Ci manchi tu, Fabrizio, ci manca il poeta degli altri, degli esclusi, delle vittime, il poeta dell'amore, il poeta delle rose perdute e degli inverni, il poeta del mare e delle vecchie città, il poeta dei suoi rapitori, il poeta del senso umano del vivere, della pietas, il poeta che sa chinarsi sul fiore e sul dolore, il poeta che sceglieva di inchinarsi davanti ai "piccoli" e di fustigare le arroganze perverse dei "grandi"...

Oggi mi trovo a chiedermi, davanti alle immagini strazianti che vengono da Gaza quali petali di poesia avresti sparso su quel sangue bambino, sul dolore, sul terrore di quei bambini, sui loro sogni e sulle loro vite recise da adulte e feroci mani impazzite...

E allora mi rifugio alle rive del fiume Sand Creek, tra le stelle insanguinate da analoga ferocia... e allora ascolto l'allucinato coro dei bambini in girotondo mentre gli artigli di una guerra distruggono tutto perché nessuno rifiuta il suo ruolo di boia...

E allora richiamo, da "un aprile ormai lontano" la tua voce, le tue parole, la tua musica...balsamo lieve per le ferite dell'anima, manto pietoso per il dolore immane che poteri impazziti cinicamente spargono sugli innocenti...


IL SONNO DELLA RAGIONE GENERA MOSTRI...



La guerra che verrà
non è la prima. Prima
ci sono state altre guerre.
Alla fine dell'ultima
c'erano vincitori e vinti.
Fra i vinti la povera gente
faceva la fame.

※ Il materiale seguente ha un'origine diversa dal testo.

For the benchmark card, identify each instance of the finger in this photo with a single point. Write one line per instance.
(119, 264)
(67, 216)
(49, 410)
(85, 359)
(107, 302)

Fra i vincitori
faceva la fame la povera gente egualmente.
(B. Brecht)







Civiltà!
Civiltà delle civiltà lontane,
Civiltà trafitta dalle pallottole
Del tempo che passa,
Del tempo che trasforma e forgia,
Tempo della distruzione,
Dell'esperienza e del ricordo...
(...)
Civiltà, civiltà,

quand'è che diventerai civile?
Oh civiltà!
(Ndjock Ngana)


Mentre la macabra conta asimmetrica dei morti prosegue togliendo ogni velo all'ipocrisia di chi si ostina a chiamare guerra ciò che guerra non è, ma un massacro feroce in cui i bambini sono, col loro sangue le vittime sacrificali sull'altare del cinismo, della barbarie, dell'insensatezza assassina...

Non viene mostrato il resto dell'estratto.